You have the right to object to the processing of your data for advertising purposes by us at any time, cf. Art. 21 para. 2 GDPR. If you would like to object to the processing of your data by us or if you would like to know exactly from whom we have obtained your data, please contact us by using the contact details given above. All your rights are listed under "Your rights" in this privacy policy.

The following personal data or data categories are collected by us, if available:

• Master data (name, first name, form of address, title)
• Address/contact information (address, phone number, e-mail address, website)
• Group affiliation (profession/function)
• Employer information of the data subject (name/address)
• Content data (emails, documents, files, phone & conversation notes, messages transmitted & received)
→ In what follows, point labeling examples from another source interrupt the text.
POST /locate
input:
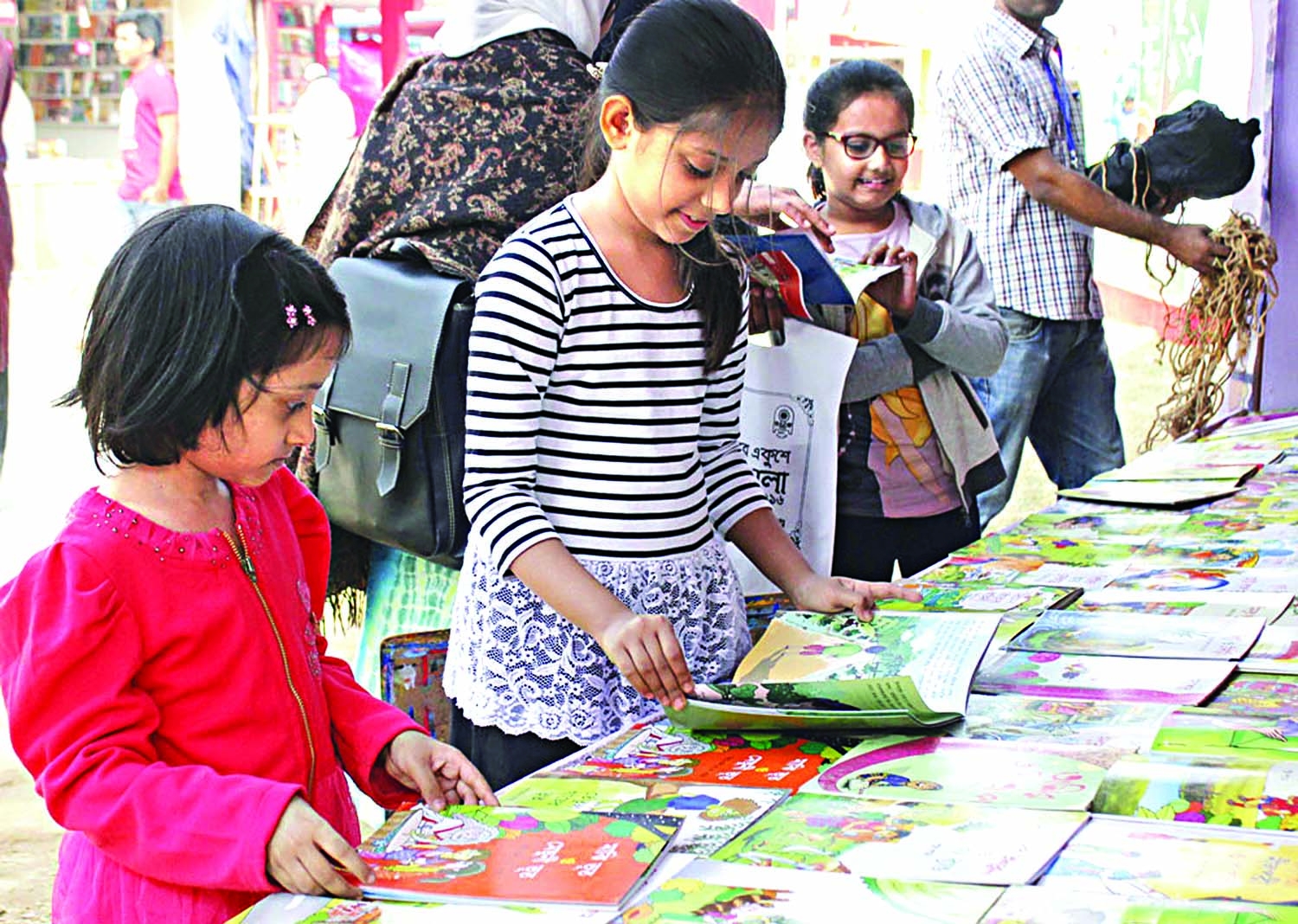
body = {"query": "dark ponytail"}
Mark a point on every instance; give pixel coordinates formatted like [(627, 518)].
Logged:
[(836, 88), (695, 64)]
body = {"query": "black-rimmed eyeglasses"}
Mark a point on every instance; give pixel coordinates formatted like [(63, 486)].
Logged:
[(859, 145)]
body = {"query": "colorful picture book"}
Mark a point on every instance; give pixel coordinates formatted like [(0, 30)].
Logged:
[(950, 843), (806, 274), (710, 812), (1095, 723), (1166, 859), (1186, 602), (1194, 579), (1233, 792), (1258, 695), (1087, 677), (1147, 636), (965, 770), (708, 892), (820, 671), (1233, 735), (514, 856), (665, 752), (983, 596), (1038, 905), (1171, 495)]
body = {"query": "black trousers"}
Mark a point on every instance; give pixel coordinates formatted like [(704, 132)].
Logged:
[(503, 757), (867, 547)]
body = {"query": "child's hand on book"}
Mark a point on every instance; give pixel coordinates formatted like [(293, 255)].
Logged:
[(435, 770), (779, 208), (897, 291), (308, 857), (833, 594), (648, 653)]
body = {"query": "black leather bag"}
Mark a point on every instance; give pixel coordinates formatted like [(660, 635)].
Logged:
[(389, 423)]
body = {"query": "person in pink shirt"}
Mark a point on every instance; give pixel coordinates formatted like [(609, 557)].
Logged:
[(163, 664), (150, 132)]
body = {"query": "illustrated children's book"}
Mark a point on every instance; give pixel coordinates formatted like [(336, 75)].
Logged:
[(1197, 579), (1167, 859), (1171, 495), (1053, 548), (1276, 651), (1038, 905), (1235, 735), (1228, 791), (1186, 602), (514, 856), (833, 671), (963, 770), (1149, 636), (1258, 695), (984, 596), (1126, 526), (706, 892), (1089, 677), (710, 812), (807, 275), (1023, 570), (664, 752), (950, 843), (1095, 723)]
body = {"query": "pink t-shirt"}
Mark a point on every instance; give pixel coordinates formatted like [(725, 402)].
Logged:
[(903, 454), (148, 95)]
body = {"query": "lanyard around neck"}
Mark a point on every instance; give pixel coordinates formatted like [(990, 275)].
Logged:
[(1062, 99)]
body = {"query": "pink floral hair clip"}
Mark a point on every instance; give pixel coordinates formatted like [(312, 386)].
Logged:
[(291, 316)]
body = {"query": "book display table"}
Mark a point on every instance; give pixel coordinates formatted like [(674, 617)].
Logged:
[(1128, 750)]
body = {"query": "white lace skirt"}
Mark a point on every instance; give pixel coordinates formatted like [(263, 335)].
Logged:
[(519, 666)]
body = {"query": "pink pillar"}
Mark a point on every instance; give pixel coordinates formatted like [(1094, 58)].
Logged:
[(392, 36)]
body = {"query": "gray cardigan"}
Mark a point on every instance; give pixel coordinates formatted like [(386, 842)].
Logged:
[(954, 332)]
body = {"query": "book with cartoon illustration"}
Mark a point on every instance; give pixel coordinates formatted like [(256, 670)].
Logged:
[(511, 856), (952, 843), (659, 750), (807, 275), (710, 812), (1040, 905), (1136, 858), (709, 892), (980, 596), (935, 768), (1147, 636), (1233, 735), (1204, 789), (1092, 677), (1095, 723), (1210, 604), (823, 671)]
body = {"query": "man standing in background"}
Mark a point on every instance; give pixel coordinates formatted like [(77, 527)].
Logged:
[(150, 132), (1014, 155)]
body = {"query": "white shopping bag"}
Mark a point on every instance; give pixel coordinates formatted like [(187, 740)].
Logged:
[(789, 433)]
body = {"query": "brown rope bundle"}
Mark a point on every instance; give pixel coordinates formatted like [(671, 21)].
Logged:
[(1217, 324)]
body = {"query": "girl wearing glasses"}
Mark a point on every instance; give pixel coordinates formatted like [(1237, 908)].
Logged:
[(916, 446)]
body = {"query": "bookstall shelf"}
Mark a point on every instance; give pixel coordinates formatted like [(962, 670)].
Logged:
[(65, 59)]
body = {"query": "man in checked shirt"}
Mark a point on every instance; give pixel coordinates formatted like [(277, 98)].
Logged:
[(1014, 156)]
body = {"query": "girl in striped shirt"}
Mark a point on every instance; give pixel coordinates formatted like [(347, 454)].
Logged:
[(604, 387)]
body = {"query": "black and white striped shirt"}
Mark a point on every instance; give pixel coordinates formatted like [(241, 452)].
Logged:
[(589, 417)]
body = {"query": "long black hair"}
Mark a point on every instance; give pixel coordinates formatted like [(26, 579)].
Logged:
[(693, 64), (190, 308), (838, 87)]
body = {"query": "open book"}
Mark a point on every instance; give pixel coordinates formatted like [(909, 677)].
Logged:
[(835, 672), (806, 274)]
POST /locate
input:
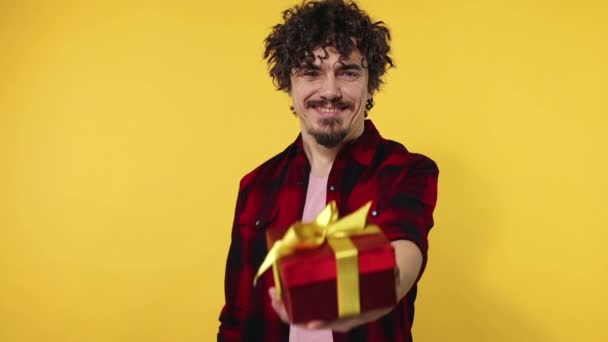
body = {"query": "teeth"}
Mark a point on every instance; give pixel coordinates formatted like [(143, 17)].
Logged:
[(328, 110)]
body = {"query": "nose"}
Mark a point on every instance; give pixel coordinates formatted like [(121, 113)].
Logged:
[(330, 89)]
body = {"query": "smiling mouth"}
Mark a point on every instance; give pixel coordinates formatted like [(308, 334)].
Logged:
[(331, 109)]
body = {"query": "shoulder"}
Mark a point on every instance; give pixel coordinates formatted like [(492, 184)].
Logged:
[(265, 172), (394, 154)]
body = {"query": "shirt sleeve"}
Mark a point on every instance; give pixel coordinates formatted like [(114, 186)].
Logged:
[(232, 316), (406, 210)]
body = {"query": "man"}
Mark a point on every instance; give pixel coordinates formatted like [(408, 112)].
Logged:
[(329, 57)]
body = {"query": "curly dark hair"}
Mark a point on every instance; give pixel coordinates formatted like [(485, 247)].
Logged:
[(337, 23)]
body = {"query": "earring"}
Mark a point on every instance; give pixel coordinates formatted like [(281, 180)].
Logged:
[(368, 106)]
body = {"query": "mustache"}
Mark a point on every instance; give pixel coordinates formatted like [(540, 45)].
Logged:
[(334, 103)]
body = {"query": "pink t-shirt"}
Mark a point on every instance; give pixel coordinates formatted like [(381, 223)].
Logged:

The data will be deleted by us upon your revocation in accordance with Art. 17 para. 1 lit. c), Art. 21 para. 2 GDPR or, at your choice, blocked for further processing in accordance with Art. 18 para. 1 lit. b) GDPR to ensure that you will not be contacted again against your wish

10. Changes to the data protection policy

We reserve the right to amend the data protection policy to adapt it to changes in the law or if services and data processing should change. This only applies to statements on data processing, however. To the extent that the consent of users is required, or elements of the data protection policy include provisions from the contract with users, these changes will only take place with the agreement of the users. Please consult the data protection policy on a regular basis.